She had the widest of eyes that bespoke the purest of innocence, while the heave of her beautiful bosom and the curve of her lovely thighs exposed beneath the shortest of skirts - some 40 years before the mini was invented - portrayed every erotic thought the mind of man was heir to.
This was Betty Boop, the unique embodiment of sex and purity in one fulsome flapper, the dream girl of the Twenties who drove every cast member of her cartoons eye-popping wild. Betty Boop it was who sang and danced her short-skirted way through a sequence of cartoon films unique in animation history, only stopped short in her high-heeled tracks by an outraged Hayes Office, the American film censors.

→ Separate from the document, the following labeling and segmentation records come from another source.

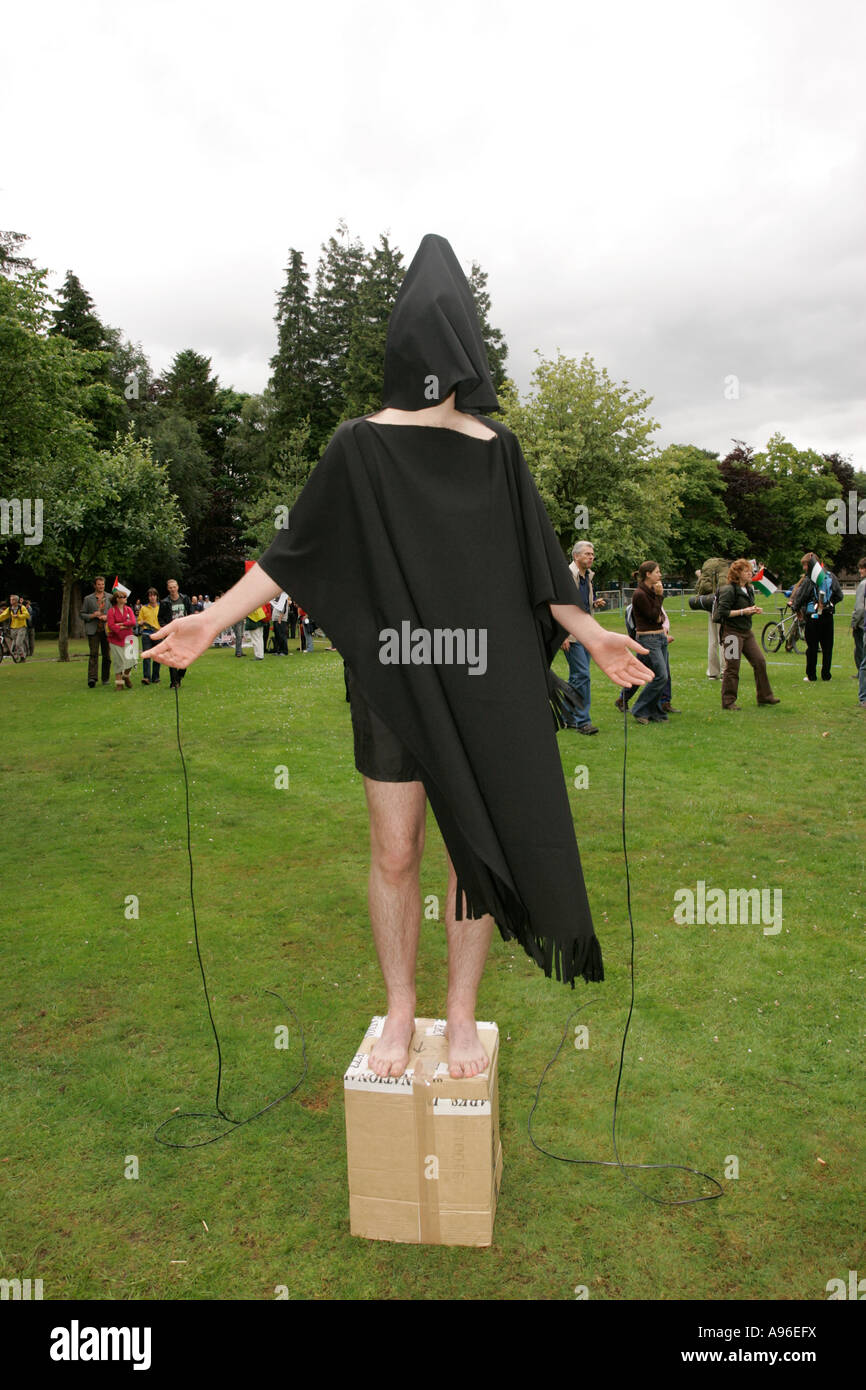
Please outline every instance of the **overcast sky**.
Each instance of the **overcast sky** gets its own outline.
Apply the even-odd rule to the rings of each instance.
[[[589,352],[662,445],[866,468],[859,3],[29,0],[1,38],[0,227],[157,371],[261,391],[288,249],[343,218],[478,260],[521,389]]]

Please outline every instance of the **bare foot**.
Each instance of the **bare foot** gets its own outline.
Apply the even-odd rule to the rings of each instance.
[[[478,1076],[489,1063],[484,1051],[475,1020],[470,1016],[452,1016],[448,1020],[448,1069],[455,1080]]]
[[[377,1076],[402,1076],[409,1066],[409,1044],[416,1030],[411,1013],[389,1013],[382,1036],[375,1040],[367,1065]]]

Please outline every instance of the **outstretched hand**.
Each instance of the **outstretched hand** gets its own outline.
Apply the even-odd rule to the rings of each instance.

In recent times, her black-and-white five-minute frollics were colourised for the television generation and caused the second sensation of Betty's long life. The first came early in her career when Miss Helen Kane, the original "boop-boop-a-doop girl" of stage, screen and recordings, sued the Fleischer Brothers for pinching her act. Max, Dave and their pen-and- ink Betty won the day, however, and Betty continued with a new voice impersonating Helen Kane while singing such saucily similar songs as "Don't Take My Boop-Boop-a-Doop Away".
The young lady who took on Betty Boop's voice for a trial run when in her twenties, and made an almost lifelong career of cartoon voices from then on, was Mae Questel. She was not the original Betty, being preceded by Margie Heinz, Kate Wright, Bonnie Poe and Little Ann Little, a pocket- sized pretty who did one Boop film, Dizzy Dishes (1930), and then toured as Boop in Vaudeville whilst a cartoonist called Pauline Comanor drew her pictorial persona on an easel.
Mae Questel was, however, more of a mimic, and had been doing an impersonation act on the theatre stage. The director Dave Fleischer gave her a test and from then on she was a cartoon regular, voicing everyone the studio drew from Betty Boop to Popeye's skinny girlfriend Olive Oyl, and a couple of times even the one-eyed sailorman himself.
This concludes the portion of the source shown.